Local experts also question the National Bank’s hasty adoption the free-floating exchange regime which it practically had to abandon in less than a month. “I believe there exists more important problems than the free-floating exchange rate. That we haven’t managed to finally switch to a floating exchange rate or, more precisely, we did switch to a floating exchange rate but abandoned it after three weeks, is a sign of fundamental problems in decision-making processes, the structure of governance and the level of institutional development,” Sabit Khakimzhanov, head of research at Almaty-based investment bank Halyk Finance, told the conference. “Without a free-floating exchange rate we will not be able to switch to inflation targeting.”

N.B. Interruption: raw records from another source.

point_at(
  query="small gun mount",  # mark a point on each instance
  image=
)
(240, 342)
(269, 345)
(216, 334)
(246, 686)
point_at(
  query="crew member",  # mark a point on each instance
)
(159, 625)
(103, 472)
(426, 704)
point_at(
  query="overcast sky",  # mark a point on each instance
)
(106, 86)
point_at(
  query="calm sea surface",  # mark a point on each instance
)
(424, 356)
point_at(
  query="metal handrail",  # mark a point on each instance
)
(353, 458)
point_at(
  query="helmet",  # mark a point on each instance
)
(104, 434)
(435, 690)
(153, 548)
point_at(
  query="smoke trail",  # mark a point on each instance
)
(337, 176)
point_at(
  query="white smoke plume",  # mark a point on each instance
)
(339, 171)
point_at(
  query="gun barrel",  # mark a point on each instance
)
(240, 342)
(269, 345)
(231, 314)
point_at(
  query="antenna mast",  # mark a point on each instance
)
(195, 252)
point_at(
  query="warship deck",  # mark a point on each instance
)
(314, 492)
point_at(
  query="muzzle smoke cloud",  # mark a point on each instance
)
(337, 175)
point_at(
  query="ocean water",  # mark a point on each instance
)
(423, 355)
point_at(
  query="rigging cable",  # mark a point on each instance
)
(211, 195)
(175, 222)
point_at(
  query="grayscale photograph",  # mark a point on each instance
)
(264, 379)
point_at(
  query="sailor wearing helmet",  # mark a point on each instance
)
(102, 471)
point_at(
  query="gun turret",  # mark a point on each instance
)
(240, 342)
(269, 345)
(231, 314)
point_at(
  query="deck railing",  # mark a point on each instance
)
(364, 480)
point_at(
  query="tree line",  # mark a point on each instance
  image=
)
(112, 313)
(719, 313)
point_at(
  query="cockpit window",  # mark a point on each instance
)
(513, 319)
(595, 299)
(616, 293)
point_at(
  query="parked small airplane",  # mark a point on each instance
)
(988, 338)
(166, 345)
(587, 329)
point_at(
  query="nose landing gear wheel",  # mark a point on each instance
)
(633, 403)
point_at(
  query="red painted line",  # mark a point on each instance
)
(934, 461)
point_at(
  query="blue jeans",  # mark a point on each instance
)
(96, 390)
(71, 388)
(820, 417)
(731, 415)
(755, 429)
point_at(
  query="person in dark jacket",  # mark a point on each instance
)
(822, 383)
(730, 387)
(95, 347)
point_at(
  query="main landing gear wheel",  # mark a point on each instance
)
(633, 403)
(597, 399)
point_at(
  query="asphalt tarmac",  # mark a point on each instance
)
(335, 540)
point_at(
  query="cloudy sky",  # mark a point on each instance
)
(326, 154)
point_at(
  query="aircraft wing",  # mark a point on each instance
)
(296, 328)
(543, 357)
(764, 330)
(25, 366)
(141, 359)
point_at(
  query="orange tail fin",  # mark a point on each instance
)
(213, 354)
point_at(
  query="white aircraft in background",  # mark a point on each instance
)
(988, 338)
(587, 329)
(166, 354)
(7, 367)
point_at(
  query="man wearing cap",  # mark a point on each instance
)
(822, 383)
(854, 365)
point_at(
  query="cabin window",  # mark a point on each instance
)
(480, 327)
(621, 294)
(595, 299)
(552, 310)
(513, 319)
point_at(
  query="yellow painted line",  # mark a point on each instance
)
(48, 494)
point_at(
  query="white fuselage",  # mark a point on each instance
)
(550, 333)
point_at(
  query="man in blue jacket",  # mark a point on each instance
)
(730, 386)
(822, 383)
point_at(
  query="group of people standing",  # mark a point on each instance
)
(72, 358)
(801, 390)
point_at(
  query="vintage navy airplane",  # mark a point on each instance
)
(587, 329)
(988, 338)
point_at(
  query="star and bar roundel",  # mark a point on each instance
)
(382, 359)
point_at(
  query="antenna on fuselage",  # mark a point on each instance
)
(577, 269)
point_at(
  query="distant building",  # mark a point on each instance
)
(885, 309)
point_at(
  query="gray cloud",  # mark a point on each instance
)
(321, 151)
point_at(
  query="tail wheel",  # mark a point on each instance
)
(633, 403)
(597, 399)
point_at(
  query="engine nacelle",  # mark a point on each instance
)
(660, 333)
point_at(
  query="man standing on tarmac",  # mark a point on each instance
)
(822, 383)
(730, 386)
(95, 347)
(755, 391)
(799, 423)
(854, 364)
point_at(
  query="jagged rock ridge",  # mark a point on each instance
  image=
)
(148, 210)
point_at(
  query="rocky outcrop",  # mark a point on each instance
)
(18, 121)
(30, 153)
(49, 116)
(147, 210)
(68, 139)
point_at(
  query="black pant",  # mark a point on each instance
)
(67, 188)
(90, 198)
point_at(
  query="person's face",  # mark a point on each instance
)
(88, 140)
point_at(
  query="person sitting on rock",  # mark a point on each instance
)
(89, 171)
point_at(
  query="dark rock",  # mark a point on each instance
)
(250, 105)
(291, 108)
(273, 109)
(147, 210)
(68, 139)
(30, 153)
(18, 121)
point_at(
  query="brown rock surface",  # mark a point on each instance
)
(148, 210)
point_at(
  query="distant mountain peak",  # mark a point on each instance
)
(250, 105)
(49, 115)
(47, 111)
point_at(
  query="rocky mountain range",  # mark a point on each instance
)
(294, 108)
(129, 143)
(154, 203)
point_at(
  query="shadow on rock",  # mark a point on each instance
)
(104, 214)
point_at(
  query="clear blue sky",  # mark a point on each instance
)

S&P believes Kazakhstan’s GDP will grow by 1.5% this year, in tune with the government’s forecasts. The country’s economy expanded by 4.3% in 2014 and 6% in 2013.

The agency forecasts the global oil price to stand at $55 per barrel in 2016, $65 in 2017 and $70 per barrel in 2018.

GDP growth will stand at 2% in 2016, 3% in 2017 and 5% in 2018, according to the agency’s forecasts. Inflation is predicted at 6.2% this year and 8% in 2016, decelerating to 5.5% and 5% in 2017 and 2018 respectively.

The current account balance is expected to be negative and amount to 3.3% of GDP. In 2016, it is predicted to shrink to 2.2% and to 1.4% of GDP in 2017.

Asked by bne IntelliNews on S&P’s view on the embattled giant Kashagan oil field’s impact on Kazakhstan’s growth prospects and sovereign ratings, Vartapetov told the conference that because of repeated delays in the launch of production at Kashagan, in its assessments S&P excluded Kashagan from factors that influence rating actions on Kazakhstan until 2018 “beyond the rating horizon that is two years away”. However, “should the situation develop better than we expect, we might reconsider some of our premises on which our assessment is based”, he noted.

The Kazakh government expects the launch of production in the field by the end of 2016.